В этот момент у дверей послышались шаги, громкие голоса требовали пропустить их к коменданту, что, впрочем, было сразу же исполнено. Очевидно, человек, за которым посылал комендант, был приведен.

Двери распахнулись, и в кабинет, тяжело ступая ногами, обутыми в высокие ботфорты, вошел очень рослый человек в шлеме и кирасе, защищавшей его туловище спереди. Такие доспехи в ту эпоху носили английские кирасиры. Вошедший человек был светловолос, на его веснушчатом лице с тяжелой челюстью сияли ясные голубые глаза, которые смотрели на свет Божий с той смесью упорства, переходящего в упрямство, и почти детской простоты и бесхитростности, которая встречается подчас именно у жителей Британских островов. Изо всего этого следовало, что вновь прибывший и есть ожидаемый комендантом англичанин Джейкобсон.
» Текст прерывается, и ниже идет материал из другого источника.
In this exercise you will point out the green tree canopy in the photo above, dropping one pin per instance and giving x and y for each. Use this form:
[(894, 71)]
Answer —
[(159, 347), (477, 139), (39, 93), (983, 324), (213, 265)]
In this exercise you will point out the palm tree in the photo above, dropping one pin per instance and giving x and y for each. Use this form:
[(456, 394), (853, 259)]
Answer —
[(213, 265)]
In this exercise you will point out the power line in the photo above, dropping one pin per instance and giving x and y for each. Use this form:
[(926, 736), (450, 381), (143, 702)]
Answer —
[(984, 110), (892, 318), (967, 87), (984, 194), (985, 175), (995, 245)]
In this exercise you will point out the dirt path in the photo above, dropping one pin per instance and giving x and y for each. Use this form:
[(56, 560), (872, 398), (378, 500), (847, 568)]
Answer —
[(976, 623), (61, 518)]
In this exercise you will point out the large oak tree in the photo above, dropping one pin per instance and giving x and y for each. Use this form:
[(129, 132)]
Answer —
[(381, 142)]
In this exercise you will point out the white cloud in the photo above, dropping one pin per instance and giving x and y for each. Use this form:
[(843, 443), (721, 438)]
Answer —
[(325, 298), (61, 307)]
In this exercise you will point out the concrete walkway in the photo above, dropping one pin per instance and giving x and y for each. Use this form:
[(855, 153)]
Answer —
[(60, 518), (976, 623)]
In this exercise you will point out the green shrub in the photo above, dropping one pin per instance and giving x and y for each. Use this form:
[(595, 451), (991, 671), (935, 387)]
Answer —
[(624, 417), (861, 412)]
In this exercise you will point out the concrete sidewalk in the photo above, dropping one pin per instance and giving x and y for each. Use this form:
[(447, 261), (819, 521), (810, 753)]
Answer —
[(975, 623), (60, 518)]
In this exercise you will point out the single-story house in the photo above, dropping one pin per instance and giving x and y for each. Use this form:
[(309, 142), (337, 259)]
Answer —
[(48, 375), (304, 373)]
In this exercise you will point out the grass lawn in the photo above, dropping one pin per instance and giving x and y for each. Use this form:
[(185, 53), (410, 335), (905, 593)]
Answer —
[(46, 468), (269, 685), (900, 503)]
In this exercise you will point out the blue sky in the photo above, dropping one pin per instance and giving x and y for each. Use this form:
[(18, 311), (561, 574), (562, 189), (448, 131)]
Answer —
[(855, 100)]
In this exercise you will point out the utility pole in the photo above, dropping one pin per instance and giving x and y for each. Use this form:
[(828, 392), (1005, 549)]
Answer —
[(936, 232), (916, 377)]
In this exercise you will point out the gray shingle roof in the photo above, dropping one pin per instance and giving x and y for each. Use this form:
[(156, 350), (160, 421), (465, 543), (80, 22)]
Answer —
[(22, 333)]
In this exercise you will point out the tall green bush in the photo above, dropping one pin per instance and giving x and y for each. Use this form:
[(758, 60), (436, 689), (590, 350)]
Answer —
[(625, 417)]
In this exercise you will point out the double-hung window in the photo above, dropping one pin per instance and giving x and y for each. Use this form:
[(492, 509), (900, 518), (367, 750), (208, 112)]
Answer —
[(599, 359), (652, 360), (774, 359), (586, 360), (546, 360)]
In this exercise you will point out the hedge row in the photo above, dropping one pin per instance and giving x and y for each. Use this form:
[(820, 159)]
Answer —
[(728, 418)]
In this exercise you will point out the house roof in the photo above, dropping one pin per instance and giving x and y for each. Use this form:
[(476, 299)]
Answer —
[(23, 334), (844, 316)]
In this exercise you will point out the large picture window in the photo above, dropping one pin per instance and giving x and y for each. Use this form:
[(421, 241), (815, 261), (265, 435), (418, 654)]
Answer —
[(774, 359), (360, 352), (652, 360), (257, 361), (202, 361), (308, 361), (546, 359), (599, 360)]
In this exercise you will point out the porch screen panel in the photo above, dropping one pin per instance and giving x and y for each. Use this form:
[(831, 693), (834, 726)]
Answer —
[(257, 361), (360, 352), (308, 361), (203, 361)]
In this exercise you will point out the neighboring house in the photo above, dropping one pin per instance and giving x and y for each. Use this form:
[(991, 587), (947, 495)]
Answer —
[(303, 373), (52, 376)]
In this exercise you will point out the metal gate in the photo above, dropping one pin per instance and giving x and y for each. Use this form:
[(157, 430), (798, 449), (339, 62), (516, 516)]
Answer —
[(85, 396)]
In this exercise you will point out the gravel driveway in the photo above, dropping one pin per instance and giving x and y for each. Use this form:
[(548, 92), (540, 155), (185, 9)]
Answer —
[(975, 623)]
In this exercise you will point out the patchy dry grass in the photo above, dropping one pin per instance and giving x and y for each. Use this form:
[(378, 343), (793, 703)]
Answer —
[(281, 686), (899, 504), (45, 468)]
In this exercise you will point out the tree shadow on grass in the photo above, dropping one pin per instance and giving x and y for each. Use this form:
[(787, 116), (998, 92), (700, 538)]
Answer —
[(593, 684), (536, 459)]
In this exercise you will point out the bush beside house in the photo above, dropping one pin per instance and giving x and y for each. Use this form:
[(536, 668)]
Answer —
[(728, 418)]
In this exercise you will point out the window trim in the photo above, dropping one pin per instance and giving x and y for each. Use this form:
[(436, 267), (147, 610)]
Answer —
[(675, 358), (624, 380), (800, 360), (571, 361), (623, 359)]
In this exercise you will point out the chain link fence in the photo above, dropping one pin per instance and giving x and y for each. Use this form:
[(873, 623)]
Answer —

— Извините меня, Гарри, что я так рано поднял вас, — сказал комендант, устало кивая вошедшему. — Но вы необходимы мне по важному делу, если только одна человеческая жизнь так уж важна на этой войне.

Глава пятая

«Goddamn!»

«Однако он опять принялся за свое, — подумал д'Артаньян. — Неужели этот упрямец так непреклонен в своем решении уморить голодом всех оставшихся в живых ларошельцев, а меня вздернуть во что бы то ни стало? Ведь он, кажется, понимает, что нет дыма без огня, а следовательно, герцога действительно уже нет в живых. Но нет, почтенный комендант хочет удостовериться, кто же принес ему неутешительную весть — друг или враг, и, если подтвердится последнее, он из принципа повесит меня, после чего все равно сдаст город, так как другого ему не остается».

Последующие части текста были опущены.